Several weeks ago, Kathryn, my sister, Susan, and I drove to Long Island for my Uncle Gary’s memorial service. He died sixteen months ago, but due to the pandemic, his memorial service was delayed. He was buried at the Calverton National Cemetery in Calverton, New York. He had quite a life. He lived to be nearly one-hundred years old. As a nineteen-year-old, he fought in the later stages of the Battle of the Bulge and remained in Europe until the conclusion of World War II. He was successful professionally and he was successful personally. He was fortunate because he married the love of his life, my Aunt Elaine. They met as teenagers and were married sixty-eight years.

They had four daughters, in birth order, Elaine, Alice, Nancy, and Roberta. That means they are my cousins. Each one is more annoying in their own way. The eldest is Elaine, who is married to Chuck, who is also annoying. He may be the most annoying. They live in Maryland which is a good thing because a rarely travel to the “Old Line State.” The next is Alice. She cared for her parents in their old age and sacrificed her happiness for them. The truth is she is not annoying at all. She has a good heart and I like her. The youngest is Roberta. She is married to Craig. They live in Maryland too. She is eleven years younger than her oldest sister. I wish, I knew her better.

The one closest to me in age is Nancy. She wins the prize for be the most annoying. She married her high school sweetheart, Hal. Personally, I like him, but when he appeared on the scene decades ago, he caused quite a stir. The problem was not him. The problem was his religion. Hal is Jewish and my cousins were raised Christian. They were active members of their local United Methodist Church. I remember attending Nancy and Hal’s wedding on the shores of the Hudson River. I do not remember any strong religious theme. It was more secular. My aunt and uncle never made a big deal out of their religious differences. They just wanted their daughter to be happy. However, it did become an issue, several years later when Nancy and Hal announced they were having a baby. Everyone on the bride’s side wanted the baby to be raised a Christian. Everyone on the groom’s side wanted the baby to be raised Jewish. Hal and Nancy thought they were disarming the situation when they announced the baby would be raised neither Christian nor Jewish. The baby, a beautiful little girl named Rachel, would decide for herself.  What do you think she decided? Would she be a Christian or would she do a Jewish? However, that is not the question you must answer. This is your question. Are you going to serve the ways of this world or are you going to serve the ways of God?

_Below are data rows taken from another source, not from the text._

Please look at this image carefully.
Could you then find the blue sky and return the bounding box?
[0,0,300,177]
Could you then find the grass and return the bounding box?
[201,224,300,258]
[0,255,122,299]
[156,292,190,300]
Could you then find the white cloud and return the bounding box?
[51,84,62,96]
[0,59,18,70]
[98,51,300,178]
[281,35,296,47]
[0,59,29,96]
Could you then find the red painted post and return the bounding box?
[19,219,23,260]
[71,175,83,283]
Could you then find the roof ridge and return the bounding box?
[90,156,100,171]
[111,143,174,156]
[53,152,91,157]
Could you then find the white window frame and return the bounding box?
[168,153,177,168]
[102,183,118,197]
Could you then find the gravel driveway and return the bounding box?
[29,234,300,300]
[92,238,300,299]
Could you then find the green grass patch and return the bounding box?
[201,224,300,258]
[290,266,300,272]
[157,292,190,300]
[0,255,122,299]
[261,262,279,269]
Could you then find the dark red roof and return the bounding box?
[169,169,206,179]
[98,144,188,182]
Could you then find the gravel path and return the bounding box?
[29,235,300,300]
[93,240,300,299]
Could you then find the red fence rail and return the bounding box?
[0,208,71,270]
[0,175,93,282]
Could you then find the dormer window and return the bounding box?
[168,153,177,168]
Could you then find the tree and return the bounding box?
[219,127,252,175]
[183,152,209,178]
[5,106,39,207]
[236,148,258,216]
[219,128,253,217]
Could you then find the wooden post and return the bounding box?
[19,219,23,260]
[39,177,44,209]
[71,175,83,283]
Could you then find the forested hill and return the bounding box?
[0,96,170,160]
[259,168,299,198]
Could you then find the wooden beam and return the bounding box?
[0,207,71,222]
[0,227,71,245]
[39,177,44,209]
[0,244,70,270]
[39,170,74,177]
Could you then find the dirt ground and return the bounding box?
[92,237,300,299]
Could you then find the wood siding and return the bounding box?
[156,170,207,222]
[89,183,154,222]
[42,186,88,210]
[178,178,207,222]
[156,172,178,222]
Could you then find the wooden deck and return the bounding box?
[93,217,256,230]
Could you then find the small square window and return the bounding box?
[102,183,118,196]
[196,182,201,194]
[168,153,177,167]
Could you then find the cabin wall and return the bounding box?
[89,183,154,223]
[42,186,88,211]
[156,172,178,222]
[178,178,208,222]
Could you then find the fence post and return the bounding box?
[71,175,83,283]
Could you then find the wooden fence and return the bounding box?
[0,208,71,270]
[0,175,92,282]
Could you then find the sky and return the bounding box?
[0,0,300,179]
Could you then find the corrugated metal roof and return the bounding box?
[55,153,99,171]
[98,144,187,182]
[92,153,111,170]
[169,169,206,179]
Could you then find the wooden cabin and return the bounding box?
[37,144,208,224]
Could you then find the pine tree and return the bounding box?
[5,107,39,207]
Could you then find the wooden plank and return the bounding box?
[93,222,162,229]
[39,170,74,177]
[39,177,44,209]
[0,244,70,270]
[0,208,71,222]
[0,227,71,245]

Do you remember the quote from Eleanor Roosevelt? She said, “One’s philosophy is not best expressed in words. It is expressed in the choices one makes. In the long run, we shape our lives, and we shape ourselves. The process never ends until we die. And the choices we make are ultimately our responsibility.” The question you must answer is, what are you going to decide? It is the same question Joshua asked those ancient Hebrews centuries ago. Are you going to follow the ways of this world or are you going to follow the ways of God? There is only one correct answer. You must choose to follow Jesus. Without Jesus, we have nothing at all.